La notion de « service environnemental » est emblématique du conflit entre vision anthropocentrée et « écocentrée ». Elle dérive du « théorème de Coase » publié en 1960 qui évoque pour la première fois la notion de « coût social », et par extension, celui de coût environnemental, comme facteur devant intégrer les décisions. Dès lors, et étant donné l’aggravation récente des problèmes environnementaux à court, moyen et long termes, ces coûts peuvent être, selon une logique économique, « compensés » par différents programmes sociaux ou environnementaux.
On peut toutefois adopter différentes définitions, plus ou moins restrictives, du service environnemental, depuis celle proposée par l’OCDE (Steenblik, R., D. Drouet et G. Stubbs, 2005 : 6) :
« L’industrie des biens et services environnementaux comprend les activités qui produisent des biens et des services servant à mesurer, prévenir, limiter, réduire au minimum ou corriger les atteintes à l’environnement, telles que la pollution de l’eau, de l’air et du sol, ainsi que les problèmes liés aux déchets, au bruit et aux écosystèmes. Cette industrie comprend les technologies, produits et services moins polluants, qui réduisent les risques pour l’environnement, minimisent la pollution et économisent les ressources. »
Cette approche (dite « technocratique ») tend à ne considérer comme prestataires de services environnementaux que les entreprises qui leur sont spécifiquement consacrées – traitement des eaux, décontamination, etc.
Au sens large, en revanche, le « service environnemental » ne repose plus uniquement sur le facteur humain, celui-ci pouvant être considéré comme « gestionnaire » d’un service qui n’est pas rendu directement par lui – comme la photosynthèse, la pollinisation, ou la biomasse océanique stockant le carbone et alimentant les stocks de poisson (Ehrlich & Pringle, 2008). Entre les deux extrêmes, une multiplicité de moyens termes sont envisageables.
L’intérêt de cette approche est qu’elle permet une réflexion à l’échelle tant locale que globale, le marché du carbone étant à cet égard exemplaire. A l’échelle locale, les programmes de conservation impliquant, par exemple, les populations traditionnelles, s’ils ne sont pas rentables en termes de marché – ainsi, à Iratapuru, 600 000 hectares sont retirés du marché foncier au profit d’une communauté de 200 habitants collectant la noix du Brésil –, peuvent l’être si l’on considère une autre logique : l’externalisation par l’Etat de son obligation de garantir un environnement sain à la population. Ainsi, la « main invisible » régissant les marchés voit interférer un élément dont il fut longtemps fait abstraction et désormais (presque) intégré à la logique économique : la finitude des ressources naturelles.

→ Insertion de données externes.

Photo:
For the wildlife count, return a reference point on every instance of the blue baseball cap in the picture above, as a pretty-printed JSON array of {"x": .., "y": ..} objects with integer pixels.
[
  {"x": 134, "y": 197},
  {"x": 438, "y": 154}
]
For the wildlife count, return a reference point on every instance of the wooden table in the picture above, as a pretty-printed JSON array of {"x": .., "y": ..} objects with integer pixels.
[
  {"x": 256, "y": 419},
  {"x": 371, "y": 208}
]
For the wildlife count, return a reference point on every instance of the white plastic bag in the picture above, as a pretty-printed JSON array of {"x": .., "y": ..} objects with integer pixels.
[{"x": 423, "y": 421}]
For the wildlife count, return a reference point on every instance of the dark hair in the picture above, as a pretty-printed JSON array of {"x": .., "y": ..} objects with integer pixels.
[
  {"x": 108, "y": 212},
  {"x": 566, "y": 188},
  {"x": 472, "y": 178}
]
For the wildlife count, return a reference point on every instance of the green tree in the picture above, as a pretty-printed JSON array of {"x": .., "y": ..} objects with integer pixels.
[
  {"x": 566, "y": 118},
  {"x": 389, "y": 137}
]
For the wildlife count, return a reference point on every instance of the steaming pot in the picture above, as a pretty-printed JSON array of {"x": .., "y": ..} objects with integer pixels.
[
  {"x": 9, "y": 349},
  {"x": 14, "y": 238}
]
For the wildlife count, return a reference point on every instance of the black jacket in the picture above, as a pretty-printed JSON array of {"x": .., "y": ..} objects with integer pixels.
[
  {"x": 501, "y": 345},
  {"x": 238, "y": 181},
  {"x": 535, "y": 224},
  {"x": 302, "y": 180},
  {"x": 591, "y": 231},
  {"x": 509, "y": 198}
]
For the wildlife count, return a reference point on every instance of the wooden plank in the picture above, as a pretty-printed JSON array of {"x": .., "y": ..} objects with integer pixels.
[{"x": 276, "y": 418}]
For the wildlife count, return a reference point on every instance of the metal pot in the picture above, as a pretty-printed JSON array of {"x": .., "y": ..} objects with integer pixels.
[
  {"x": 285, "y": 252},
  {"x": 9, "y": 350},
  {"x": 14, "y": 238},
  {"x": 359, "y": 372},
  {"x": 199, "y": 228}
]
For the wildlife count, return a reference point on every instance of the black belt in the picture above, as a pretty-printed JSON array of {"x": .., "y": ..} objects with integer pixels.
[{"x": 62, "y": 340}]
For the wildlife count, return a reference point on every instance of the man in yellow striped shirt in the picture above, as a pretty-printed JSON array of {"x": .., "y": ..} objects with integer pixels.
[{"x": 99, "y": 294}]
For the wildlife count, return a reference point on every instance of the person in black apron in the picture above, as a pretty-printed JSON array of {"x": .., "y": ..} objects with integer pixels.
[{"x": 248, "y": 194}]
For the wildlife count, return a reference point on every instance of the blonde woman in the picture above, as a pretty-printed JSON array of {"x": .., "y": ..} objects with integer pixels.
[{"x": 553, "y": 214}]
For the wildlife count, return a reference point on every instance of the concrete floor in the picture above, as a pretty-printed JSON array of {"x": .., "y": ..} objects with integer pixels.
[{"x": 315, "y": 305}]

Le « service environnemental » dont le coût est désormais quantifiable grâce à de nouveaux instruments et indicateurs, devient ainsi un élément essentiel à toute négociation tant internationale que locale. Les conflits d’intérêts, toutefois, se multiplient à proportion des échelles d’évaluation, des approches et perspectives, des écoles de pensée, et des modes d’intervention (international, public, privé, institutionnel, collectif…). Ces conflits résultent le plus souvent en un retour à une perspective économique orthodoxe, qui permet de trancher la question et de remettre les décisions fondamentales à plus tard, de préférence à la génération suivante.

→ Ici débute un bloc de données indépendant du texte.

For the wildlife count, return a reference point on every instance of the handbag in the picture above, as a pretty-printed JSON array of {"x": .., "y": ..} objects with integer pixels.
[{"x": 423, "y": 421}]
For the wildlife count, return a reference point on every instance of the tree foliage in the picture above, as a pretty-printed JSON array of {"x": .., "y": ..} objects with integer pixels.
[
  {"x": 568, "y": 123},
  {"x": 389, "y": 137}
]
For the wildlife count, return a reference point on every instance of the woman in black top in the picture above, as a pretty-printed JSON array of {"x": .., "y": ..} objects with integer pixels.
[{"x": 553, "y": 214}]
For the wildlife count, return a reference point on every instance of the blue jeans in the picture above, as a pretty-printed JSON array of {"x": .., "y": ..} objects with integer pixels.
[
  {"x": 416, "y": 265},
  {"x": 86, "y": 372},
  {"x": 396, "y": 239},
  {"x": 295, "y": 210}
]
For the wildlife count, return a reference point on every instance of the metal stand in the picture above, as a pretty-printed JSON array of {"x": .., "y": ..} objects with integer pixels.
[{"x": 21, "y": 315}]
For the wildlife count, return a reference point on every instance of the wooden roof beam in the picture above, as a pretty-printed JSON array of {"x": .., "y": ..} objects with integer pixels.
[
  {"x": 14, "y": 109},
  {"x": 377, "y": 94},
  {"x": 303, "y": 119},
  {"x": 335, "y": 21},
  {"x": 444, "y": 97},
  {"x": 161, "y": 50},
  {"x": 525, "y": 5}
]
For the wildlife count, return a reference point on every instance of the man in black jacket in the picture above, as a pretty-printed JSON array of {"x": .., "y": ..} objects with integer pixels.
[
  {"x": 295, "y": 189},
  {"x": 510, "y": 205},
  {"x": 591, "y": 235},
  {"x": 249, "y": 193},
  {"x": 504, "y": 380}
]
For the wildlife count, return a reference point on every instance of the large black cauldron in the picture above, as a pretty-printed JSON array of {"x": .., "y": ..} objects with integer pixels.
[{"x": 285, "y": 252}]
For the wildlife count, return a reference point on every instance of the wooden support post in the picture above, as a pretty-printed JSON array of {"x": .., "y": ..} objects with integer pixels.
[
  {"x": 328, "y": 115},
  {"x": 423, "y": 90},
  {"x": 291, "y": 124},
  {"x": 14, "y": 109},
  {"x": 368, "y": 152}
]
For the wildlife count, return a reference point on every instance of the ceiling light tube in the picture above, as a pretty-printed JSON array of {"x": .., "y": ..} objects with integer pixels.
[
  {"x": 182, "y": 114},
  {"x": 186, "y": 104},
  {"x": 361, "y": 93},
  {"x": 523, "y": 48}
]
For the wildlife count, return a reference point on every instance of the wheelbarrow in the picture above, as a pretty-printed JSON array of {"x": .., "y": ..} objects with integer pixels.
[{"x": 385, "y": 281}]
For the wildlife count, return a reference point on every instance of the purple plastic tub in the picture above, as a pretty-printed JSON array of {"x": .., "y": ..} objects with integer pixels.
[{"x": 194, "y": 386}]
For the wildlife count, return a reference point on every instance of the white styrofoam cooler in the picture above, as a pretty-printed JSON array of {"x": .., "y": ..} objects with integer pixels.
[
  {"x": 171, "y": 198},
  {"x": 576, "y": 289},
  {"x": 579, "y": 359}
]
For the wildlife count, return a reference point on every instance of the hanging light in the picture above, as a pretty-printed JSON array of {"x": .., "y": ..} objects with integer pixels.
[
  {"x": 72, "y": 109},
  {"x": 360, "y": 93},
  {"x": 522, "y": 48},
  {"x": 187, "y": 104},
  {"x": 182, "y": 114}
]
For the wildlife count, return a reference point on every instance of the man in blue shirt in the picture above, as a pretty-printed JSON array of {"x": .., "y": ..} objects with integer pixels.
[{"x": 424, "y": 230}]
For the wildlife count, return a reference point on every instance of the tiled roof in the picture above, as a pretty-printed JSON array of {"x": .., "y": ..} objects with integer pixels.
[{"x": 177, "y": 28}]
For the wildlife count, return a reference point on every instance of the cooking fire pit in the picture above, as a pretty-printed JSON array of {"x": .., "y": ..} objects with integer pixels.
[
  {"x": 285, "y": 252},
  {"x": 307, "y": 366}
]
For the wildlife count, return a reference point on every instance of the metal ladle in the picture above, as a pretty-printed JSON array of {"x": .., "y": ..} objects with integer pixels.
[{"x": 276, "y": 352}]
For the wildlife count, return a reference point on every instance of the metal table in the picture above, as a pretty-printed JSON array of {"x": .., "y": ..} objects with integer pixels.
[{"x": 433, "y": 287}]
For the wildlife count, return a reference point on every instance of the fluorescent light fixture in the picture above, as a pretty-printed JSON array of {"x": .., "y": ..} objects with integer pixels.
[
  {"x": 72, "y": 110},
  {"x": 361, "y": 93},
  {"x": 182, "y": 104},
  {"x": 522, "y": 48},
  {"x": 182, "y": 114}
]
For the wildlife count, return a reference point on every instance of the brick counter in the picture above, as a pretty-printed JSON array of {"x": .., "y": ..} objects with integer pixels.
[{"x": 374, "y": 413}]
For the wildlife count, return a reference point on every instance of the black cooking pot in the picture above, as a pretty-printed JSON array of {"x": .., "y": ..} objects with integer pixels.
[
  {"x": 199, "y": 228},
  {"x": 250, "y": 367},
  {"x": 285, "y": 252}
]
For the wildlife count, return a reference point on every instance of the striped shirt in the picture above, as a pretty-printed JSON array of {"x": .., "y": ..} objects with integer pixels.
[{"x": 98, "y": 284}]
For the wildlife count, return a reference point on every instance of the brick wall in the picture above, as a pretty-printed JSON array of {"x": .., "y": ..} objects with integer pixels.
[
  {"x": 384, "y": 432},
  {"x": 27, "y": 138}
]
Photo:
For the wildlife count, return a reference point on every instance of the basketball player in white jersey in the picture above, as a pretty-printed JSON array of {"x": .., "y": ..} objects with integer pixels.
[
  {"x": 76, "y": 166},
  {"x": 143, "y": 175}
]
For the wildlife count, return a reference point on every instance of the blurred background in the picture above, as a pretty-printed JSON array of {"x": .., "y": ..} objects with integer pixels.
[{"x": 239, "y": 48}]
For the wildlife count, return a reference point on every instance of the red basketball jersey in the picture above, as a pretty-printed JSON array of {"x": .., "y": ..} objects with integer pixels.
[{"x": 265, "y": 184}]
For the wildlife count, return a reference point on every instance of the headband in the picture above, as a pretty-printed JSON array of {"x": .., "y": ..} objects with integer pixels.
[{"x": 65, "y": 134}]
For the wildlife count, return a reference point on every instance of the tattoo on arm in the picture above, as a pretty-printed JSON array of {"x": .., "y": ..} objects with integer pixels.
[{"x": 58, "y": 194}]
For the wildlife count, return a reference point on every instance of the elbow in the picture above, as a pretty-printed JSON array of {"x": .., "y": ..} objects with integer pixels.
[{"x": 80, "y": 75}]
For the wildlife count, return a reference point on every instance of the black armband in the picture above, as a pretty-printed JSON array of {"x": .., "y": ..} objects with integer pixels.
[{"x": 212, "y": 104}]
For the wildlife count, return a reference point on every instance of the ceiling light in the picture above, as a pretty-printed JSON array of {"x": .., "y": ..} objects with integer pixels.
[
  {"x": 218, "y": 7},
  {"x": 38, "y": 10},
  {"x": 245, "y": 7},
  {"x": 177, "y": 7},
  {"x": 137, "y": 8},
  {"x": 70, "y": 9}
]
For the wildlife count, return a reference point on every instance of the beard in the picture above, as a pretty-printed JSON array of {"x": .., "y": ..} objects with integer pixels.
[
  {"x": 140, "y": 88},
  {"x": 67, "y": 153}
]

Je retiens ici la notion de « service environnemental » au sens large, c'est-à-dire la prise en charge par l’environnement lui-même du cycle de l’eau, du carbone, des sites de reproduction des espèces aquatiques, de la pollinisation, soit tout ce dont l’humanité a besoin à titre d’espèce vivante, mais ne pourrait accomplir par elle-même, sinon par une débauche de moyens technologiques ou humains (Léna, 2005 : 349 ; 351-355). Ces services rendus par ce que nous appelons « la nature » à l’humanité dans son ensemble, et non pas uniquement à un groupe d’individus, n’est pas rétribué, comme on pourrait s’y attendre, par une contrepartie de respect contractuel et de protection. Le service global rendu par une mangrove (stabiliser les rivages, servir de site de reproduction pour les oiseaux, les poissons, et nombre de crustacés) est considéré, dans les faits et par les choix économiques généralement opérés, comme moins important que le service que rendra, en termes de création d’emplois et de rentrées fiscales, l’élevage de crevette qui va la détruire. La construction d’autoroutes, en France, est considérée comme d’intérêt national par le désenclavement et l’augmentation des flux de circulation d’hommes et de marchandises qui motivent la délivrance, par la Direction générale de l’équipement d’autorisations dites « de destruction » de sites d’importance écologique (sites de nidification, zones sensibles) et d’espèces menacées recensées sur le parcours prévu. Les opposants aux autoroutes – et ils sont nombreux – ne disposent d’aucun élément autres que d’ordre environnemental pour s’élever contre ces projets : ils ne peuvent arguer de « l’intérêt général » puisque celui est conçu comme régional ou national, et non global ; ils ne peuvent encore invoquer la valeur économique des services rendus par les sites et les espèces jusqu’alors protégées, à défaut d’une réelle expertise économique à ce sujet.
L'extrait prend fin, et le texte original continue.